With her old school professionalism and polish, she was a role model and mentor to many women, as well as men. She defied any gender biases she encountered by plowing past them with grace and aplomb.  In the NBC5 newsroom she was affectionately known as The Iron Butterfly. Her unshakable Catholic faith bolstered her from cradle to grave. 

A self-professed news junkie, at home she always had two TV sets going 24/7.  Sunday staples were "Meet the Press,"  "Fareed Zakaria GPS" and "60 Minutes." An NBC diehard, her weeknight highlight was Lester Holt at 5:30 followed by NBC 5's local newscast. NBC's "Dateline" was a favorite program, as were "Antiques Roadshow," "Dowton Abbey," and "Monty Python."

Her favorite movies included "Lawrence of Arabia," "Gone With the Wind," "Roman Holiday," "The Third Man," and Jacques Tati films. Gregory Peck and Meryl Streep were among her favorite actors.  Bob Hope was a long-time personal friend.  Later in life, she became a Cowboys and a Mavericks fan.

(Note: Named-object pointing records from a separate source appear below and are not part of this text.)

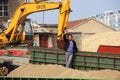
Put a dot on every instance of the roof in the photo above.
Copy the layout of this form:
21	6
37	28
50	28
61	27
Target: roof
72	24
76	22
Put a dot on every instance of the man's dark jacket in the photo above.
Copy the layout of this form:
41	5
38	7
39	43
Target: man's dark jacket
67	42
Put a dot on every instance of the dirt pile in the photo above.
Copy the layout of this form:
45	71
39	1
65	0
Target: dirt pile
59	71
107	38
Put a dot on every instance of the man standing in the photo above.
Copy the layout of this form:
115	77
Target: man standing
70	48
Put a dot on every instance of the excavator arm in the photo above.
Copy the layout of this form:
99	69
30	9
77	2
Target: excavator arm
12	34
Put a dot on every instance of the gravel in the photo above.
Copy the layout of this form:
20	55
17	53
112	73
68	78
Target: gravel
58	71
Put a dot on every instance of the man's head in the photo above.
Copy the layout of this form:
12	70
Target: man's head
70	37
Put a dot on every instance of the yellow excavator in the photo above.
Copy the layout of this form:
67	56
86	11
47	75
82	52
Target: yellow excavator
14	32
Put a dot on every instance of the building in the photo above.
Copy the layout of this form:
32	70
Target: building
110	18
7	8
85	28
45	35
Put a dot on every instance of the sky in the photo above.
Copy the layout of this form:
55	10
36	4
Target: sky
81	9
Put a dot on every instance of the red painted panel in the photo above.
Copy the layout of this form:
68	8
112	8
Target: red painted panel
109	49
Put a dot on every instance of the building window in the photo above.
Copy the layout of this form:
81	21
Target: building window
3	8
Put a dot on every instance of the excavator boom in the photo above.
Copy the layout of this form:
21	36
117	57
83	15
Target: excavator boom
12	34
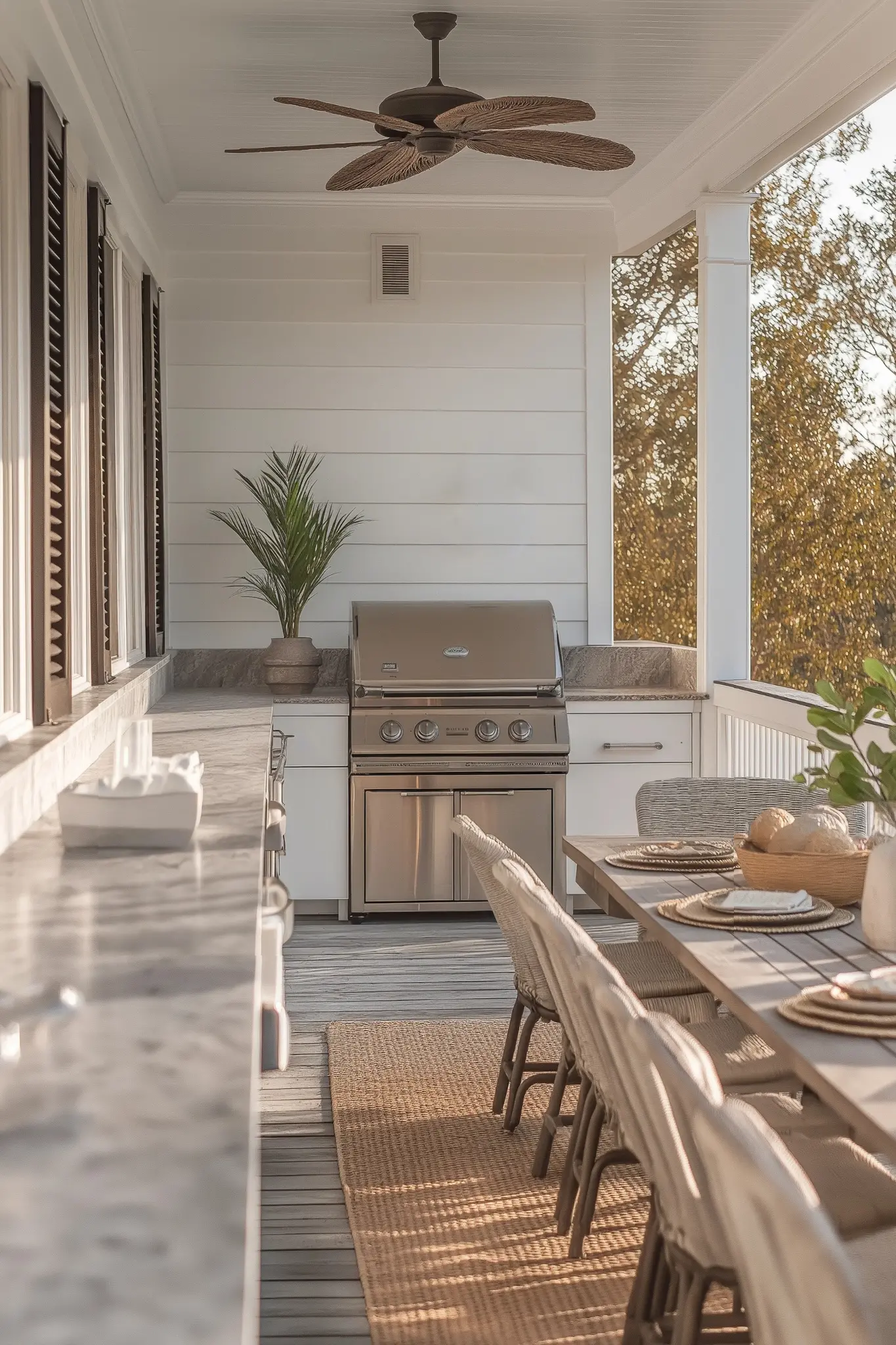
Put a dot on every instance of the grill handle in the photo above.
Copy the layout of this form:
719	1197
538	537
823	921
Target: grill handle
641	747
426	794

Bobbie was preceded in death by her husband of 38 years, Philip Wygant, who was the longtime Promotions Director at Channel 5.  She leaves behind many special friends she made across the country: Cathy and Tom Cogswell, Erin and George Pennacchio, and Virginia Walker.  Locally, a legion of devoted friends supported her through the years, including the Buckley family (Betty Bob, Betty Lynn, Norman, Patrick and Dianne), Erik Clapp, Olivia Lira, Carmen Vasquez, Libby Altwegg, Tracee Cummins, and Christina Patoski. Caregivers Patty Saenz, Veronica Delgadillo, and Orlena Samaniego surrounded her with boundless affection until her last breath. Nurse Stephanie Guzman and physical therapist D.K. Patel went beyond the call of duty.  Dr. Robert Kelly was always there for her and is without peer.

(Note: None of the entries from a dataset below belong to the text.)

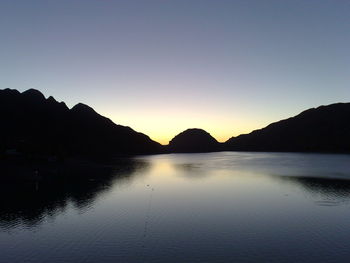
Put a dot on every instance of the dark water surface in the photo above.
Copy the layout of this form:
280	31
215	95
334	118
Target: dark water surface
215	207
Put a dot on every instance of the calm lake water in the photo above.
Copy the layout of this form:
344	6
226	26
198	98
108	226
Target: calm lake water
213	207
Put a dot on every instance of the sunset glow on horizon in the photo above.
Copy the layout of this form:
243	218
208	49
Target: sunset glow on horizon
161	67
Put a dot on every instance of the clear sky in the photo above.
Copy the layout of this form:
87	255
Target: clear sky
162	66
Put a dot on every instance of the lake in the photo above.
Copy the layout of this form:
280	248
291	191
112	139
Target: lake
212	207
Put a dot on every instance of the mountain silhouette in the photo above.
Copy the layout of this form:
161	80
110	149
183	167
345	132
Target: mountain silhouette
34	125
193	140
322	129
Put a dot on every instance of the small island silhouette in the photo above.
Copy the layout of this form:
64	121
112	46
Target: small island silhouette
36	127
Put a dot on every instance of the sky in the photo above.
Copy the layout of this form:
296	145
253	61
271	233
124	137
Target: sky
162	66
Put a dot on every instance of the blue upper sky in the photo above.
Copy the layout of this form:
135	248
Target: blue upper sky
161	66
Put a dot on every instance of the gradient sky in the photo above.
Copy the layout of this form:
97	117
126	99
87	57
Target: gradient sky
162	66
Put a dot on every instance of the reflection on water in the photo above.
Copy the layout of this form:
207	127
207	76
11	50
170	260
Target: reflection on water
29	203
213	207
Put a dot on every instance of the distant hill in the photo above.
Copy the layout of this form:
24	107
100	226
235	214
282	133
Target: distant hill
193	140
322	129
32	124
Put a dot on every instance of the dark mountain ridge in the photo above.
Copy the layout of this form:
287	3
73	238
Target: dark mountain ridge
193	140
32	124
321	129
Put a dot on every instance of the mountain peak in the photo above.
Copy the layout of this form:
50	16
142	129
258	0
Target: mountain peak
83	108
34	94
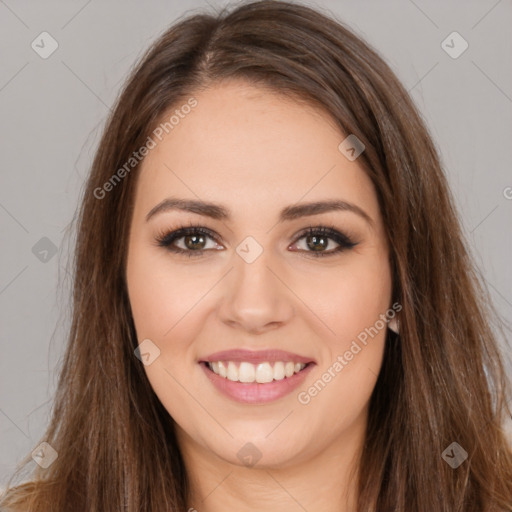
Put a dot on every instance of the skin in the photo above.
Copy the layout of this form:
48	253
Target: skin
256	152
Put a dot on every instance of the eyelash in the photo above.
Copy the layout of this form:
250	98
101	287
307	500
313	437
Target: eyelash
166	238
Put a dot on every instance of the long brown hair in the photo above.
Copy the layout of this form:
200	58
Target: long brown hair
442	378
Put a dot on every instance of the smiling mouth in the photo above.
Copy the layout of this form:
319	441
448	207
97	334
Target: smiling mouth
249	373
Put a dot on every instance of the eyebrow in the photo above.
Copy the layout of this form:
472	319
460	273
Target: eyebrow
219	212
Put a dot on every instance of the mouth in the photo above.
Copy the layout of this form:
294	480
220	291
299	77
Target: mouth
256	377
261	373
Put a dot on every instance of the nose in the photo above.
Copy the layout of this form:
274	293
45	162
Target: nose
256	298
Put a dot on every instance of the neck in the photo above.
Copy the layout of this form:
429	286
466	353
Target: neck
322	480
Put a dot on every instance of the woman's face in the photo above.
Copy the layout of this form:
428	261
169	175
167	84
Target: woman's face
255	280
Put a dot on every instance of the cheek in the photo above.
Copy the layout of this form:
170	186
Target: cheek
348	298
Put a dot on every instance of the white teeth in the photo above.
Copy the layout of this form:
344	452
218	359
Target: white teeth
289	368
261	373
232	371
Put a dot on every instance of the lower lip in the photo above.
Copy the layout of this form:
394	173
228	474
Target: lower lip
254	392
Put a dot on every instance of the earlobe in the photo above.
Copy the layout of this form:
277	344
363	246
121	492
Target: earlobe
394	325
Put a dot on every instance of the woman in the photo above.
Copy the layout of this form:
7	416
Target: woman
274	306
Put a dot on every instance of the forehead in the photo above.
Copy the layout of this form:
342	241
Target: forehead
254	150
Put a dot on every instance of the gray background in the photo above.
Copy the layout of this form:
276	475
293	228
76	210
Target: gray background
52	111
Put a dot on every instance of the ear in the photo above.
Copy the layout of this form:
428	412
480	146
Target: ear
394	324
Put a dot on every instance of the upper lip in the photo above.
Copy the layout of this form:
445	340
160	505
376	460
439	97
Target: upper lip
255	357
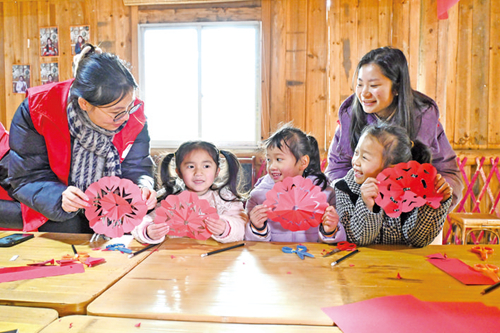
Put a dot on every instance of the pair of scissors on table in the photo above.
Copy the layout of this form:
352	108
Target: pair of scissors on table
489	270
341	246
484	251
301	251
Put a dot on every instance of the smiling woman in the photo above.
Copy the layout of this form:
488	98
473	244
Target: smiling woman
384	93
69	135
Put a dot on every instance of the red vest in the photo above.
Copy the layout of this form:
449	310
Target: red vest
47	105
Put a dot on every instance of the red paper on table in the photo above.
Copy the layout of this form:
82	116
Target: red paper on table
459	270
8	274
405	313
185	214
296	203
407	186
117	206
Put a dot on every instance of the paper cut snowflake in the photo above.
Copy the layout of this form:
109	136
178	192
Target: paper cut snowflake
296	203
117	206
185	214
407	186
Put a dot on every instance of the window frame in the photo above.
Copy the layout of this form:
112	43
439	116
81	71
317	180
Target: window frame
242	145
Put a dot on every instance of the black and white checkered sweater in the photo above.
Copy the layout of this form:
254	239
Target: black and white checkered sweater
364	227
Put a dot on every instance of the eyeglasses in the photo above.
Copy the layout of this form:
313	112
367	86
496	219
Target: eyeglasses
122	114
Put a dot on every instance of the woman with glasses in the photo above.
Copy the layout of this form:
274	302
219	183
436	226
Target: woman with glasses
69	135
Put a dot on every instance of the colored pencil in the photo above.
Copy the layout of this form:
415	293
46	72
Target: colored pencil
74	251
142	250
222	250
345	257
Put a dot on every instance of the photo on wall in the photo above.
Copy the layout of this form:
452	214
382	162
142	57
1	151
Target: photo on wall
49	42
49	72
79	36
21	76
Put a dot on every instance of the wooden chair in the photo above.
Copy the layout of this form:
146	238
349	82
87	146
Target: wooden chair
466	223
487	225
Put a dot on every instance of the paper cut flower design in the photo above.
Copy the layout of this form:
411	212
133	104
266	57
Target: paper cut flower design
407	186
296	203
185	214
117	206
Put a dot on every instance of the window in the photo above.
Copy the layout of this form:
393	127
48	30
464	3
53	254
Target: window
201	81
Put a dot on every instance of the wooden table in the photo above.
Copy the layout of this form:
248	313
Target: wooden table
26	320
261	284
68	294
84	324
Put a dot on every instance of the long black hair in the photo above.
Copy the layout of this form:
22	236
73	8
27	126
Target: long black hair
170	181
300	144
393	65
101	79
398	148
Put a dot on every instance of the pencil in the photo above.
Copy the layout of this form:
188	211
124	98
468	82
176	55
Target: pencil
222	250
490	288
74	251
142	250
345	257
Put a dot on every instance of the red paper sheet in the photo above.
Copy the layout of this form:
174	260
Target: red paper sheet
460	271
32	272
296	203
407	314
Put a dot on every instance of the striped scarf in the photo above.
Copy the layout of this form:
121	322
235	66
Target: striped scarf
93	156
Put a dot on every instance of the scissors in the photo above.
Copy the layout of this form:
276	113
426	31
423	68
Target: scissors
488	270
341	246
484	251
301	251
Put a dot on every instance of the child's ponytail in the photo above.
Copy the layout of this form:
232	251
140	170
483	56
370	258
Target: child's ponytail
166	179
314	167
420	152
232	180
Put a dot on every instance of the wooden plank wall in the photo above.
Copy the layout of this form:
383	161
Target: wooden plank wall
310	52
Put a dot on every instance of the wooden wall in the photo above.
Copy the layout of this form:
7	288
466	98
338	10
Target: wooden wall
309	53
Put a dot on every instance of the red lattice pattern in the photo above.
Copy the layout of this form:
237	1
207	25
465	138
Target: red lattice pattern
469	193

Rosary: Friends are invited to a Rosary at 6:00 p.m. Thursday, February 22, 2024 at Thompson's Harveson & Cole Funeral Home, 4350 River Oaks Blvd., Fort Worth.  

A time to share Eulogies will follow the Rosary and visitation will continue until 8:00 p.m. 

Mass of Christian Burial: 2 p.m. Friday, February 23, 2024 at St. Patrick Cathedral, 1206 Throckmorton, Fort Worth.  Pallbearers: Brian Curtis, Eric Kreindler, Erik Clapp, Patrick Buckley, Mark Simmeroth, Steve Moffett, and Johnny Reno.

Private entombment will be at Calvary Hill Mausoleum in Dallas. 

Memorials: Should friends desire, memorials in lieu of flowers may be given in her memory to a charity of your choice.